Opinión

La visitadora

La vieja se sentó en aquella mesa camilla. Echó en falta un infiernillo que le calentase sus ateridas y doloridas piernas. Pero no estaban los tiempos para despilfarrar. La guerra de tan lejos se estaba comiendo, poco apoco, los escasos recursos de aquel país que se había atrevido a consumir sin ton ni son, durante tantos y tantos años.

Su nieta puso a tope el Spotify y sonó una música con ritmo indeciso y con un cantautor que espachurraba los versos sin contemplaciones. A la señora la envolvió aquella melodía y se puso a soñar en aquel tiempo en el que creía que sería eterna. Es decir, suponía que podría regar aquella maceta de las prímulas por los siglos de los siglos. 

Ahora que se quedaba dormida de vez en cuando, que se le había acombado la espalda y que los pies no parecían suyos sino de su vecina, había ido aceptando, a regañadientes, que la vejez le estaba triturando las ganas de vivir para siempre. Se espejó la nieta en el cristal de la puerta del salón y bailoteó con movimientos sicalípticos de caderas. 

-Esto, abuela, ya no lo puedes hacer tú -dijo, mientras se reía de lo inútil que veía a aquella mujer a la que quería bien, pero a su manera.

No le pareció tan mal a la anciana que, en ese momento sintió como un vahído. No muy grande pero suficiente como para preocuparla. Notó la chica de dieciséis años que la señora de cabello cano, su viejísima abuela, hizo un amago de caerse desde aquella silla de mimbre.

-¿Le ocurre algo? Y lo dijo mientras disminuyó un poco aquellos sones musicales.

-No, hija, no. Nada de nada. Sólo que tengo la impresión de que voy a recibir una visita.

-¿Una visita? ¿Y quién vendrá a visitarla? 

No contestó la anciana mujer y buscó en el bolsillo de su mandil el rosario. Con él se puso a acariciar aquellas cuentas mientras en su interior intuía, que no tardaría mucho en reunirse con aquellas amigas del alma que ya se le habían adelantado en el viaje a ultratumba.

-¿Quién va a venir a verla? ¿Quién la visitará? 

Ante la impertinencia de la jovencita se atrevió a contestarle, aunque en un tono mimoso:

-Pues será la muerte.
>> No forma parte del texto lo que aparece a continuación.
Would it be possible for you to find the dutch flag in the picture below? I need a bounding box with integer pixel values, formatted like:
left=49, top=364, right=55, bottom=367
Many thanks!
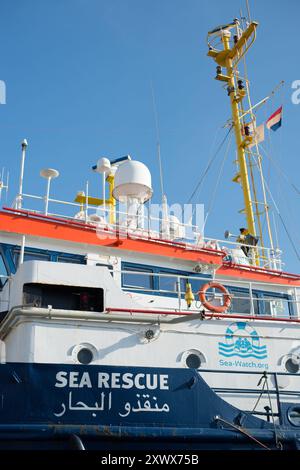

Que ya soy muy mayor…

La niña se quedó un poco pensativa, pero entendió que tenía razón. Era natural que falleciese aquella persona que había vivido un porrón de años. 

En ese momento llamaron a la puerta. La chica apagó la música y abrió la puerta de par en par. Era una mujer flaca, con la dentadura desvencijada, vestida de negro y con el corpiño en verde oscuro un tanto anticuado.

-¿Quién es usted? ¿Qué desea?

Yo -dijo la mujer delgada-Soy la muerte. Y vengo a recogerte para llevarte conmigo.

A la chica le dio un soponcio.

Desde fuera y en toda la escalera se oía el llanto de la vieja. Desde el rellano bajaba el duelo como un gato negro:

-¡A mi nieta no, a mi niña no!… A ella no le pertenece el marcharse al otro barrio.

La vieja, pese a estar entumecida, dio un salto y cogió la escoba; y le dio a la muerte tantos escobazos que ésta, llena la cresta de chichones, se marchó gritando desvergonzada:

-¡Vale, vale, para ya, vieja del carajo!

 Y se dice que la muerte se fue corriendo y prometió, la muy falsa, no volver nunca a llevarse a una niña o un niño hasta dentro de mil años.